Because in the end, the lack of action and concern for BVSD employees exhibited by members of this Board over the past two years may well be responsible for the pain caused to Leslie Arnold and who knows who else.

Over the past three weeks, BW’s email and phone lines have been filled with BVSD employees describing what they claim is a system-wide atmosphere of fear and retaliation. The problems plaguing BVSD have not gone away and there is little evidence that those who were willing to overlook problems in the past will be able to see and solve them now.

I’m not claiming that Bruce Messinger did anything wrong because only those who were included in the Board’s 14 rounds of executive session and who saw the final report from the investigators could possibly know and maybe not even them. Such things are rarely clear-cut.

What I am sure of is that the BVSD Board of Education, at least some members, are responsible for the current turmoil because they have repeatedly failed to take proper action on complaints known to them about the former superintendent’s alleged poor behavior.

Would they have found any merit to the earlier complaints? Can’t say. But if so, could that have prevented the subsequent complaints? We will never know because nothing was done until this year when Leslie Arnold rallied the courage to come forward… again.
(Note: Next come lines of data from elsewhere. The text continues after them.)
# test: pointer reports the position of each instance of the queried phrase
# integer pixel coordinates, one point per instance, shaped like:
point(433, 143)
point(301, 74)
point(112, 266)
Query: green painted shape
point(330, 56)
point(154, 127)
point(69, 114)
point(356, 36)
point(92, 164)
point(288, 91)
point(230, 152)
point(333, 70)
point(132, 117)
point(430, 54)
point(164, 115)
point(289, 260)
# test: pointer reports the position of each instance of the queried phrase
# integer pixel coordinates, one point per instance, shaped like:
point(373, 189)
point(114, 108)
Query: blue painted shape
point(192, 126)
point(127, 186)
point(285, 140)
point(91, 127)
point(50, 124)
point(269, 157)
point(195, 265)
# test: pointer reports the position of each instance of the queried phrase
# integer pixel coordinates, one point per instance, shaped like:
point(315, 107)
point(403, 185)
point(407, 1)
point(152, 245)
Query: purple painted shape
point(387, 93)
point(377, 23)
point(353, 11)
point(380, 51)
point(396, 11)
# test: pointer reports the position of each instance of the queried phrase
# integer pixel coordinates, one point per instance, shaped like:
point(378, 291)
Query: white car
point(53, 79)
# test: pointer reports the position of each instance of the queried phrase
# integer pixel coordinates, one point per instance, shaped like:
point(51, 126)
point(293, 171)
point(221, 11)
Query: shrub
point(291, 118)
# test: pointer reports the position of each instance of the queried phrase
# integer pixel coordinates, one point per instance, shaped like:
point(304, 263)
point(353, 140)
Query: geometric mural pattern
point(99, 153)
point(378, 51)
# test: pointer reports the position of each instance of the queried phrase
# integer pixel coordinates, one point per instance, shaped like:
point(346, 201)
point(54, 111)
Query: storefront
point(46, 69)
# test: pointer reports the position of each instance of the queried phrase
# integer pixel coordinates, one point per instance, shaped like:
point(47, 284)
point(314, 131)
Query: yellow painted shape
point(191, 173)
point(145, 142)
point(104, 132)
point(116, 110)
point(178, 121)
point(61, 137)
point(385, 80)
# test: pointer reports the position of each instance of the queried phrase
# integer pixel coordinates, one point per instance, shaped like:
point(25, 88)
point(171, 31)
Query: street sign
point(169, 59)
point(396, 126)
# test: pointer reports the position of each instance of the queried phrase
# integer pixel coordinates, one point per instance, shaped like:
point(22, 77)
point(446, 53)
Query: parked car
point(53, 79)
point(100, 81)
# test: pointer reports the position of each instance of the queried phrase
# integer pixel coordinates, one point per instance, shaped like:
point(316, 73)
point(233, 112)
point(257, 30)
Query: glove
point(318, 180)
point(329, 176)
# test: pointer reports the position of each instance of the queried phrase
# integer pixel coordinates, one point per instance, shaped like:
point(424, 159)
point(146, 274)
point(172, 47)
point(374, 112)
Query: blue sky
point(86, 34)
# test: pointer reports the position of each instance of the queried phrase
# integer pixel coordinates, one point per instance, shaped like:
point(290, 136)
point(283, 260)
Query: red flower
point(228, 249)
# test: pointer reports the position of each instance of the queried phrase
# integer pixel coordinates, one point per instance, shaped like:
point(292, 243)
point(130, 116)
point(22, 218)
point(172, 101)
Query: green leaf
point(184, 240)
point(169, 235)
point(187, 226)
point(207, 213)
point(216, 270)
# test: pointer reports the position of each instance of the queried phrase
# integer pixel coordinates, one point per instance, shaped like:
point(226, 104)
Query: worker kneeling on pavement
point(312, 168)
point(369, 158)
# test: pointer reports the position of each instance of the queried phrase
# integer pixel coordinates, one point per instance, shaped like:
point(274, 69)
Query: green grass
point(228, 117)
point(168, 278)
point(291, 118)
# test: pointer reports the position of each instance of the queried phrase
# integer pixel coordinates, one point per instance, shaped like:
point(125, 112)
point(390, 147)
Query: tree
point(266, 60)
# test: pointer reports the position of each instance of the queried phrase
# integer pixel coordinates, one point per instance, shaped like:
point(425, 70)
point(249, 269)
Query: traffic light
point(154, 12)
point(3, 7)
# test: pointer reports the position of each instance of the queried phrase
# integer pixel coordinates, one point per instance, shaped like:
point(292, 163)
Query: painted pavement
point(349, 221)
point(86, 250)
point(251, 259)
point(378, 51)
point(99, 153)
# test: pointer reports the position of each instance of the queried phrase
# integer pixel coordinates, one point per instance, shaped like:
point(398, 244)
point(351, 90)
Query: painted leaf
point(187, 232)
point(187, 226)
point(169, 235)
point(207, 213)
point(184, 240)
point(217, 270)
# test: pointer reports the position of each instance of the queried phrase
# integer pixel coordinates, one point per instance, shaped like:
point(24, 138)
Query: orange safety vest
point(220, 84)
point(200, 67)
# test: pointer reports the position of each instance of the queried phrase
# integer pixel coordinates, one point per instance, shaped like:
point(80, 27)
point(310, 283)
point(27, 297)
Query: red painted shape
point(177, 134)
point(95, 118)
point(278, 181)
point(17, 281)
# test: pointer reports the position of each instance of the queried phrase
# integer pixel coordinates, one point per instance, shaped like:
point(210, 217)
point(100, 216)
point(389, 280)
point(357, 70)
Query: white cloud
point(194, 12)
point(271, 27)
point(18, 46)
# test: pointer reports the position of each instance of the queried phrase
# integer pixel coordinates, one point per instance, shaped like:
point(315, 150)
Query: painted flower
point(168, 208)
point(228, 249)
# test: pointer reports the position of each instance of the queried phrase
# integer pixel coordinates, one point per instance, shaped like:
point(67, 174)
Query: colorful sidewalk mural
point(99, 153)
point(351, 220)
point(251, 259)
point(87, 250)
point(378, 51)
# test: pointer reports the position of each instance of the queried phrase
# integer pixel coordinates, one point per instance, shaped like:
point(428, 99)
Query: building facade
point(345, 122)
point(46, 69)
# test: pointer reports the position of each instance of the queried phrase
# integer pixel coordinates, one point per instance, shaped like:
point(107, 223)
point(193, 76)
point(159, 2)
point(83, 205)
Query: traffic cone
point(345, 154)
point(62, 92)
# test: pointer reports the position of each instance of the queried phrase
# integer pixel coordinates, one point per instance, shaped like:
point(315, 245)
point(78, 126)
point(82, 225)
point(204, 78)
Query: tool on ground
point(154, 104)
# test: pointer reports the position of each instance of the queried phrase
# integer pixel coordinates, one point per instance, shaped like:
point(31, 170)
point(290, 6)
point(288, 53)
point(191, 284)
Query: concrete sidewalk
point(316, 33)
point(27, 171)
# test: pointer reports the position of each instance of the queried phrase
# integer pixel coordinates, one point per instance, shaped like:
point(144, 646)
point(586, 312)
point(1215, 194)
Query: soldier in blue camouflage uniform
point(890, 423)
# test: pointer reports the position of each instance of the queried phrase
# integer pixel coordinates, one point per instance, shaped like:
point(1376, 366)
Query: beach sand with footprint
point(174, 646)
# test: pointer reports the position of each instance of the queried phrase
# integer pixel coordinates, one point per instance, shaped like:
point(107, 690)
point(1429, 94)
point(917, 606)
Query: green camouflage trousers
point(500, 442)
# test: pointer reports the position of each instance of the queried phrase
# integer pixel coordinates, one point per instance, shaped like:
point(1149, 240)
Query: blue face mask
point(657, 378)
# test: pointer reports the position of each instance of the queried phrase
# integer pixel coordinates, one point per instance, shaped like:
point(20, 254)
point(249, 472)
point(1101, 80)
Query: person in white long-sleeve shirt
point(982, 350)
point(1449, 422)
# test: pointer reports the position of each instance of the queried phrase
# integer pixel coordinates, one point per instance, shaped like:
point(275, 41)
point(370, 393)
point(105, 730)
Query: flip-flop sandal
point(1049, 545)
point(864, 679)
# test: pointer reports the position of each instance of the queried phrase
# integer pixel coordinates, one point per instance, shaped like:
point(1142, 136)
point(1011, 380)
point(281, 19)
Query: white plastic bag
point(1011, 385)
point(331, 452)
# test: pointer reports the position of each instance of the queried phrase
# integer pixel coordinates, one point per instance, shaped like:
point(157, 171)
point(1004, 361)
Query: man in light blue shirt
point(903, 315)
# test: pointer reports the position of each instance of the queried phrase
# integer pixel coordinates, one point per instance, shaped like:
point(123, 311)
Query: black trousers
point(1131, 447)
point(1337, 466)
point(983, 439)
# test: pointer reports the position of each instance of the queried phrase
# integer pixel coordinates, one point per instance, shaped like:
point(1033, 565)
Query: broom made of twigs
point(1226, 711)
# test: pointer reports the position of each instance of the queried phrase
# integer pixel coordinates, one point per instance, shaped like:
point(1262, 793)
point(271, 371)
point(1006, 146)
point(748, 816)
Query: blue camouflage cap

BVSD is important to our children. The Board members who chose to do nothing two years ago and again in 2016 need to step down for the sake of the kids. They have no business being involved in the selection of the next leader of this school district. The Board’s crime was not covering up what it knew. Its guilt stems from its choosing not to know.

I’m confident the whole truth is going to come out sooner rather than later, and each member of the Board knows exactly what that will mean for them. I think it would be best for all involved to come out from behind the wall of secrecy before that happens.